Travel and tourism has been slow to embrace the opportunities offered by mobile technology, according to a new report by The Boston Consulting Group and Facebook.
Although it was one of the first industries to be disrupted by digital commerce, most travel companies have converted fewer than 20 percent of their PC customers to mobile-app usage, and no travel app has established itself as the go-to resource on more than 2 percent of smartphones.
This reticence has left the playing field wide open for early movers. Those that miss the shift will find catching up increasingly difficult once consumers’ patterns of behavior and relationships with mobile apps and the companies behind them solidify.
“Early movers in travel, especially those companies that design successful mobile apps, have the opportunity to establish lasting advantage,” said Jason Guggenheim a BCG partner and coauthor of the report.
For many travel suppliers, this means an opportunity to strengthen or re-establish customer relationships that have been eroded by online intermediaries.
For intermediaries, it means rethinking their offerings to protect the positions they have established on the PC.
Estimates of the number of apps installed on the average smartphone vary, depending on who is doing the counting, but they range from about 25 to about 40. So far, only a few travel-company apps are used regularly by a significant share of consumers.

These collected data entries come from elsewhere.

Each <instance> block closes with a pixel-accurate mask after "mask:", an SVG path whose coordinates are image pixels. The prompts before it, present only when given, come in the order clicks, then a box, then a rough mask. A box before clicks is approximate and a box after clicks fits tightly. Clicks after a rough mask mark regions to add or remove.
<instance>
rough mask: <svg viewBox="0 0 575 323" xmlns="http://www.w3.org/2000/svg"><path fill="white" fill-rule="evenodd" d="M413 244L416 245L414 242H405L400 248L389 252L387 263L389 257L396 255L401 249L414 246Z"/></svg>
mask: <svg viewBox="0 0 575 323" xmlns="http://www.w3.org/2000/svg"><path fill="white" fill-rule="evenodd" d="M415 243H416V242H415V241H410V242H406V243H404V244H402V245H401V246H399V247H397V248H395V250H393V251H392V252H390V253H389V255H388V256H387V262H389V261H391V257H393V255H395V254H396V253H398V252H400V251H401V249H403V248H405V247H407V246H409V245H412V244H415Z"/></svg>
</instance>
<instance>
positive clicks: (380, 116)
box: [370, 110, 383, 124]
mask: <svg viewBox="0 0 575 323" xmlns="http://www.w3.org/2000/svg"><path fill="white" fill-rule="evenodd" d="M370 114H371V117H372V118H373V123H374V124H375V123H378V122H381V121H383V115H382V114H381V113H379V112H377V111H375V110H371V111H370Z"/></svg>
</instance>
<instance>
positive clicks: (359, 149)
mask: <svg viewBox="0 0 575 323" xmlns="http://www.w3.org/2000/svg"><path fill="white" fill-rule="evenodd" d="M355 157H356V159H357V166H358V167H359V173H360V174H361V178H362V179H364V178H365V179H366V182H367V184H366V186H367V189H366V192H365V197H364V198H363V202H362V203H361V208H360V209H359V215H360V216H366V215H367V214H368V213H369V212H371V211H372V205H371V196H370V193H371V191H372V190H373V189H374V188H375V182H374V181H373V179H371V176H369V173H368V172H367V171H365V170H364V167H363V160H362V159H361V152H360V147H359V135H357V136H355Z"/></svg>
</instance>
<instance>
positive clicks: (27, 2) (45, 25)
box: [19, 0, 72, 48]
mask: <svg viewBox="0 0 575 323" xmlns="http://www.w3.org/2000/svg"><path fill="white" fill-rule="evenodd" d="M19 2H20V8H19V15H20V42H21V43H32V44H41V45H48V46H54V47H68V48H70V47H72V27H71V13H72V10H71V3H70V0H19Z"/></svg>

The report argues that the biggest opportunity for travel companies is to cement relationships with customers—especially a company’s best, high-value customers—by offering them truly personalized service and experience.
Mobile apps generate information related to usage, searching, time of use, location of use, spending, preferences, friends and followers, and countless other kinds of data.
The more a travel company engages customers through mobile devices, the more information it can synthesize to personalize messages and the in-app customer experience.
This information can also be used to segment the company’s best customers on the basis of frequency of use and expenditure, among other criteria, including their current location, time of day, and status.
“The tools and capabilities available to travel companies continue to expand as digital and mobile technologies improve,” Lee McCabe, global head of travel strategy at Facebook and a report coauthor, said.
The extraordinary role of mobile technology
The paper reveals the extraordinary role mobile technology can and will continue to play in travel and the tremendous value it can add to travel companies and travelers’ experiences.
Sophisticated apps, combined with rich data and targeting capabilities, allow for personalized marketing at scale.
The ability to perfectly time and tailor messages on the basis of rich data is very powerful from a business standpoint—for both brand- and direct-response-related objectives.
The single log-in functionality offered by Facebook, for example, enables seamless movement among apps, eliminating the need to log in for each visit.
Innovations such as app install ads, conversion ads, and deep links further simplify moving among multiple apps, which is great for the user and generates tremendous data for marketers.
The report points out that mobile “gatekeepers” have the power and sophistication to vastly augment travel companies’ own data-collection and analysis efforts with the vast amount of consumer information they manage.
The biggest gatekeepers today are the device manufacturers and the companies behind the main mobile-operating systems and app stores, app-to-app marketers, and social networks and messaging app operators. The top three—Facebook, Google, and Apple—currently account for half of total app usage.
The report argues that, in terms of apps, travel companies want their customers to do three things: discover and download their apps, engage with them at multiple stages of the travel journey, and find the experience so simple, satisfying, and useful that they want to come back and use the apps again—to the exclusion of other available travel apps.
This means that travel companies need to design apps with functionality that customers—especially high-value customers—prize and that other travel companies cannot match, market the app effectively for both ease of installation and engagement, experiment and bring out new functionality quickly to keep the app fresh and make it more useful, and make the experience more personal over time.